La SCEA n’a jamais fait la preuve de la maîtrise du pilotage de ses épandages.

Si « piloter au mieux les interventions dans le respect de la réglementation » c’est procéder à des feux et perdre la maîtrise sur une combustion illégale, l’anxiété, la peur est au rendez-vous des déclarations de M.Miollan et Crosnier.

Pour faire taire cette peur des épandages non contrôlés, et des mesures anti-gel prévisibles au printemps prochain, nous n’avons que les excuses de la SCEA ! … Et une invitation à découvrir leur savoir-faire. Savoir-faire, ils en ont donné un exemple pitoyable dès le 12 avril dernier !

Certains lancent l’idée de rencontres, de négociations avec le Domaine.

Surprenant ! Négocier la Loi, la réglementation… Polluer un peu ? Pas trop ? Discrètement ?

Que des associations soucieuses de l’environnement proposent des mesures pour permettre au Domaine d’exercer son exploitation industrielle et son commerce dans le respect de la Loi, c’est leur ADN, on ne peut que se ranger derrière eux.

Mais que des communes envisagent l’acquisition de stations météorologiques pour pallier les insuffisances du Domaine et le sous-équipement de la gendarmerie, nous franchissons là, la ligne rouge du bon sens.

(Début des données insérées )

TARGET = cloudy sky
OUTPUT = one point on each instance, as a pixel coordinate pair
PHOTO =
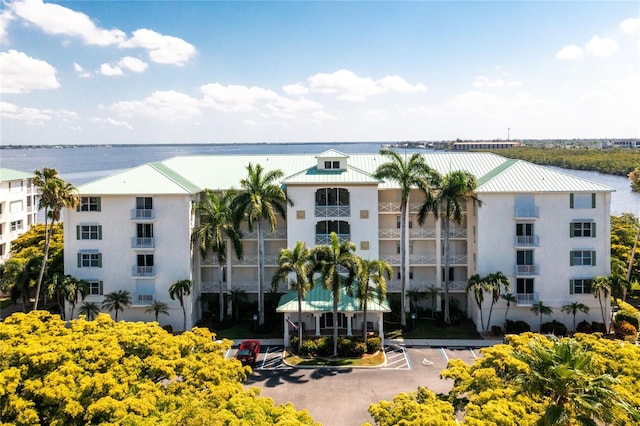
(206, 71)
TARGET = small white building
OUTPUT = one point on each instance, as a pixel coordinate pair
(18, 207)
(547, 231)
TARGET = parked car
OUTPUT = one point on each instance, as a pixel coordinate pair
(248, 352)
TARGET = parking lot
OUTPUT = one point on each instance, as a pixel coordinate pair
(341, 396)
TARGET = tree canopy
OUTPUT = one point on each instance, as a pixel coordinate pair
(90, 372)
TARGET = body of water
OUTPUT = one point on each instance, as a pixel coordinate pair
(80, 165)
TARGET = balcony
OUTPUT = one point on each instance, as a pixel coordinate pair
(144, 271)
(526, 299)
(526, 270)
(526, 212)
(526, 241)
(325, 239)
(142, 214)
(333, 211)
(143, 242)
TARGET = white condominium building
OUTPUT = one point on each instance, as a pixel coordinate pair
(18, 207)
(547, 231)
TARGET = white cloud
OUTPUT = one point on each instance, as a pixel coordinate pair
(570, 53)
(133, 64)
(56, 19)
(112, 122)
(296, 89)
(630, 26)
(350, 87)
(235, 98)
(21, 73)
(161, 105)
(483, 82)
(109, 71)
(33, 116)
(162, 49)
(601, 47)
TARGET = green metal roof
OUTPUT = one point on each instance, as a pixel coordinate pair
(320, 300)
(11, 174)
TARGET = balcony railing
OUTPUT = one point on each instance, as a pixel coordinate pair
(521, 212)
(525, 270)
(144, 271)
(526, 299)
(142, 214)
(143, 242)
(526, 241)
(333, 211)
(139, 299)
(326, 238)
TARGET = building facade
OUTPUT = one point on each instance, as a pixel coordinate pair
(18, 207)
(543, 229)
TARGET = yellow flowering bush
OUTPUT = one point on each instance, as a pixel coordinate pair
(102, 372)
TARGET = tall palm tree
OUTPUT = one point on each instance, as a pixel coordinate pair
(477, 285)
(55, 194)
(541, 309)
(601, 288)
(447, 200)
(178, 290)
(337, 266)
(509, 298)
(573, 309)
(158, 307)
(408, 174)
(260, 200)
(116, 301)
(217, 231)
(89, 309)
(295, 269)
(495, 282)
(372, 285)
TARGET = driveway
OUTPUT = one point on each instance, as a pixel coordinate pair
(341, 396)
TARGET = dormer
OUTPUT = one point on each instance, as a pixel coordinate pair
(332, 160)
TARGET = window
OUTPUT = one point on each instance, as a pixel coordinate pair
(95, 288)
(89, 204)
(90, 260)
(582, 201)
(89, 232)
(583, 229)
(580, 286)
(583, 258)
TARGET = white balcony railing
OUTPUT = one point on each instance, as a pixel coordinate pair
(333, 211)
(143, 242)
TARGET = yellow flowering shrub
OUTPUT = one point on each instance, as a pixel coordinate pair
(103, 372)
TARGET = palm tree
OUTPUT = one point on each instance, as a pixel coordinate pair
(158, 307)
(55, 194)
(116, 301)
(89, 309)
(178, 290)
(408, 174)
(601, 287)
(447, 200)
(296, 270)
(217, 231)
(540, 308)
(478, 286)
(509, 298)
(375, 272)
(573, 309)
(495, 282)
(337, 266)
(564, 372)
(260, 200)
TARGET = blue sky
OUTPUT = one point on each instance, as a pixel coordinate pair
(205, 71)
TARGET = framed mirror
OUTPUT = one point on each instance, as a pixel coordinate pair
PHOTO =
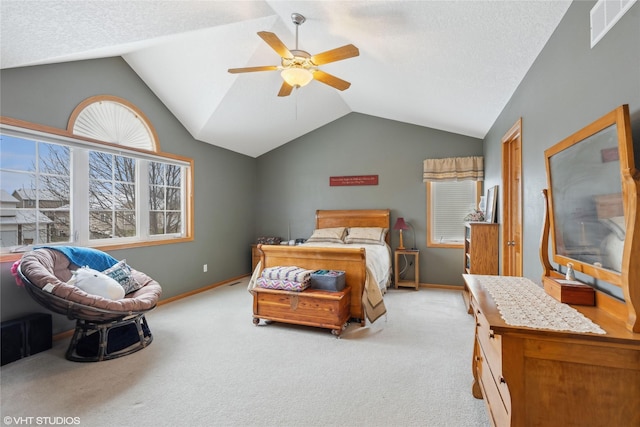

Le 20 mai dernier des maires ou adjoints de Labastide-Saint-Georges, Giroussens, Saint-Lieux-les Lavaur, Lavaur ont débattu des problèmes liés à l’épandage, l’agrandissement du Domaine, les fumées.
Il faut se réunir pour faire respecter la loi ?
Action politique s’il en est. D’ailleurs à cette réunion participait un représentant de la minorité du conseil municipal de Lavaur en la personne de R.Navellou. Surprenant que sous l’étiquette « Lavaur Citoyenne », ce conseiller s’assoit à une table en vue de « trouver des solutions » !
Surprenant quand on sait que Lavaur citoyenne est une organisation politique (cf la page face book) qui en fait « … est une liste pour les élections municipales portée par Pauline Albouy Pomponne, conseillère municipale d’opposition. », et qui n’a plus de légitimité… les élections sont passées, exit la liste.

Une nouvelle réunion était prévue en juin, elle aura lieu en septembre… Ou pas !

Il y a un process bien connu, qui profite au Domaine, noyer le poisson.
Et chacun y met du sien, les maires défaillants au moment des événements qui n’ont pas sollicité les services de la sécurité civile pour faire cesser le trouble, qui ont préféré gérer les conséquences de l’inconséquence en faisant notamment dévier la circulation, les associations de défense de l’environnement qui tente la voie de la raison, qui voudraient bien ménager la chèvre et le chou et enfin le Domaine qui lance une journée portes ouvertes pour faire oublier des jours d’enfumage et d’épandage.

Mais qui peut oublier ? Sûrement pas les 500 personnes qui ont participé à la marche citoyenne.